A south-coast local authority will go ahead with plans to scrap its fledgling energy company after it was deemed to be too expensive— losing at least £2.5m of public money in the process.

In an announcement, Portsmouth City Council said the wholly-owned company, Victory Energy, “would have needed millions” of pounds of taxpayers’ money and was not predicted to pay it back for up to eight years.

The firm— which has yet to begin operating— was believed to potentially generate up to £5m in annual profit after a start-up investment by the local authority.

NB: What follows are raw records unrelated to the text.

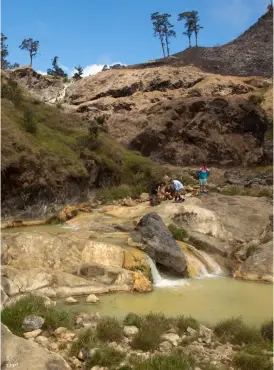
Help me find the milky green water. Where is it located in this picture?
[57,277,273,326]
[1,225,73,233]
[2,225,273,326]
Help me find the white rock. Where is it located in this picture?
[86,294,99,303]
[35,335,49,346]
[124,326,139,337]
[161,333,180,347]
[53,326,68,336]
[186,327,198,335]
[65,297,78,304]
[159,340,172,352]
[24,329,42,339]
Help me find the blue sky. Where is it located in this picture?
[1,0,270,74]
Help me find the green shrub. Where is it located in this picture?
[85,346,125,369]
[143,312,174,334]
[176,315,200,334]
[70,329,98,357]
[96,316,123,342]
[246,245,257,258]
[1,295,72,336]
[168,224,187,241]
[133,353,193,370]
[97,185,132,201]
[261,320,273,342]
[131,323,162,351]
[24,108,37,134]
[1,79,23,106]
[123,312,142,328]
[233,352,272,370]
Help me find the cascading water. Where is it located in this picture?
[147,251,222,287]
[147,256,187,287]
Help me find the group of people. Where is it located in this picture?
[150,165,209,206]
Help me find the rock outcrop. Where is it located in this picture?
[1,324,71,370]
[132,213,187,276]
[2,232,151,298]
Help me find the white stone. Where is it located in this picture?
[24,329,42,339]
[161,333,180,347]
[159,340,172,352]
[53,326,68,336]
[86,294,99,303]
[65,297,79,304]
[124,326,139,337]
[35,335,49,346]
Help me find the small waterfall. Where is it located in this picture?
[147,256,188,288]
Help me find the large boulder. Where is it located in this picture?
[132,212,187,276]
[234,241,273,282]
[1,324,71,370]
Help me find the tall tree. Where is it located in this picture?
[1,32,9,69]
[19,38,39,67]
[191,10,204,46]
[73,64,84,80]
[162,13,176,57]
[47,56,68,77]
[150,12,166,58]
[178,12,194,48]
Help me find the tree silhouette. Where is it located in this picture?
[19,38,39,67]
[1,32,9,69]
[191,10,204,46]
[47,56,68,77]
[150,12,166,58]
[73,64,84,80]
[178,10,203,48]
[178,12,194,48]
[162,13,176,57]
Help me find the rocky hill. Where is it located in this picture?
[130,10,273,77]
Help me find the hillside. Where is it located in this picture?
[1,73,168,217]
[129,10,273,77]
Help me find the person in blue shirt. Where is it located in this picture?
[171,180,185,202]
[198,164,209,194]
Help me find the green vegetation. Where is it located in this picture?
[246,245,257,258]
[132,313,174,350]
[168,224,187,241]
[133,353,193,370]
[70,329,98,357]
[176,315,200,334]
[233,352,272,370]
[86,346,126,369]
[222,186,273,198]
[261,320,273,342]
[1,74,169,202]
[1,295,72,336]
[96,316,123,342]
[123,312,142,328]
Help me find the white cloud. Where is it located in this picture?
[79,62,126,77]
[36,71,47,75]
[36,62,126,77]
[210,0,268,31]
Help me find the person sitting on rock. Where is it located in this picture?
[171,180,185,202]
[149,184,161,207]
[198,164,209,194]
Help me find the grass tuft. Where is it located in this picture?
[96,316,123,342]
[1,295,72,337]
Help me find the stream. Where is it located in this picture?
[2,220,273,327]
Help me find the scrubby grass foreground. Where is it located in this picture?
[1,295,73,336]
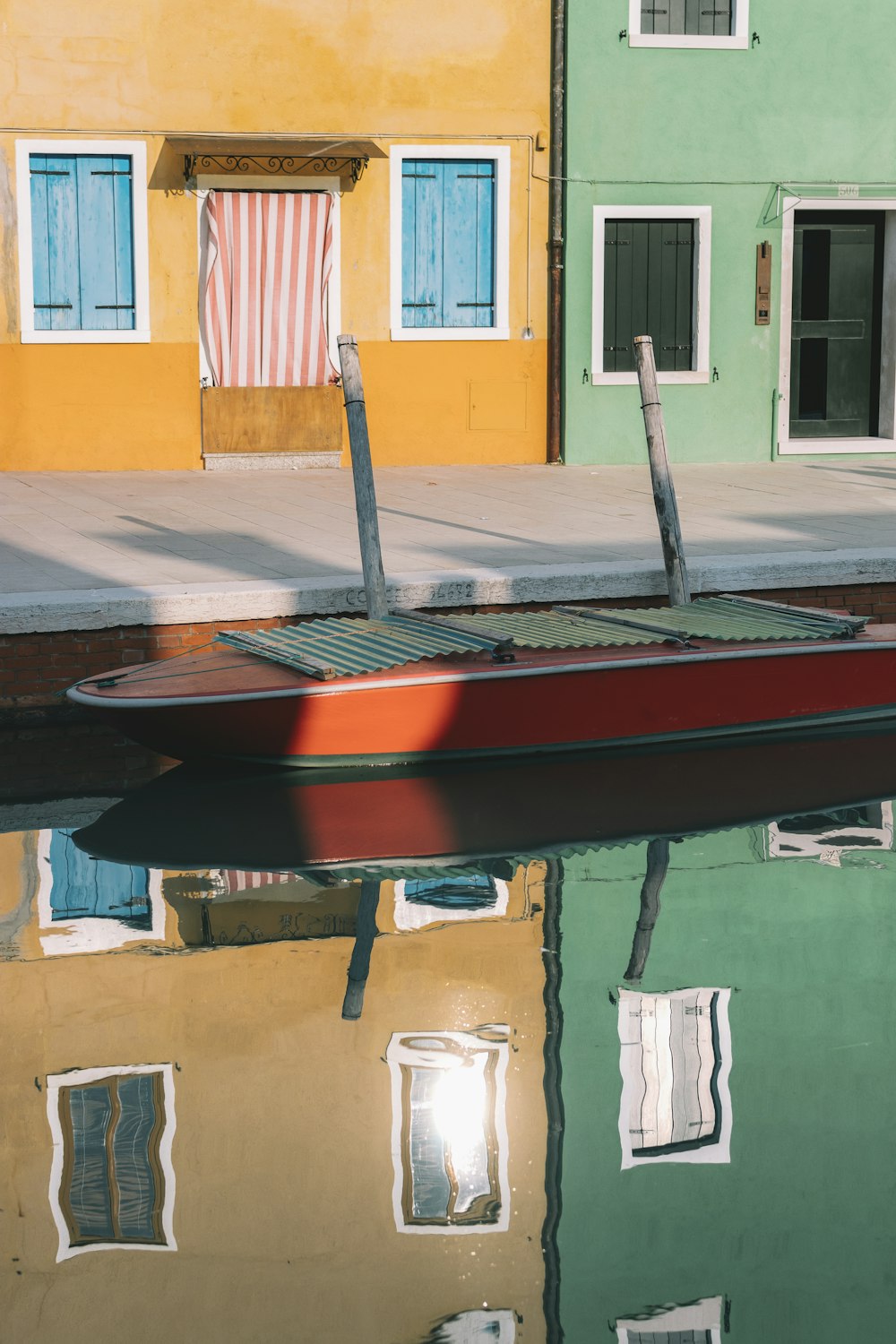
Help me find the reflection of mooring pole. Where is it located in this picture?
[624,840,669,986]
[342,878,380,1021]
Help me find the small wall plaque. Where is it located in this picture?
[756,241,771,327]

It was approved by the previous Conservative-controlled authority, but now Portsmouth says the money spent “has been and is gone,” with the Lib Dems taking the decision to cut the council’s losses.

A special Cabinet meeting of the Liberal Democrat-run authority last week found that abandoning the firm could cost between £2.5m and £3.5m, but costs could be much greater in the future if the plans went ahead.

This is after a PwC assessment of the plan found that the success of the energy firm would rest on 144,000 customers signing up to the scheme.

In July 2017 a report to the Cabinet found that the company would require a total of £3.8m of investment from the council— yet PwC’s current estimate is that it is likely to be more than £15m, with no guarantee market changes would not scale up the costs even further.

Leader of the council Gerald Vernon-Jackson said the authority is “not willing to take such a great risk with taxpayers’ money.”

He added: “The strength of the business model is the council’s backing of the company, however that assumes the council backing equates to an open chequebook where we would bankroll whatever the company needs and that is not a position we are willing to take. It is not the role of a council to be effectively acting as a hedge fund and playing roulette with public money.”

Cllr Vernon-Jackson noted that the plans for Victory would see it operating in a different way to other energy companies, targeting people who have never changed their supplier.

“It is just too big a risk for us to take with the city’s money with no guarantee of it ever being fully repaid,” he commented. “It is one thing to be entrepreneurial but another to be cavalier with public money.”

Cllr George Fielding of the Porstmouth Labour group said Vernon-Jackson “bottled it” on Friday night, noting that the council was “washing £1m down the drain.”

He said: “The Victory Energy proposal had the potential to benefit both residents with a locally-based energy supply and also generate money in the public purse for local services.

“Under the watch of the Tories and Lib Dems budgets to local authorities have been slashed, meaning under-resourced and overworked council officers have had to come up with new ways of making money to fund vital services in our city.”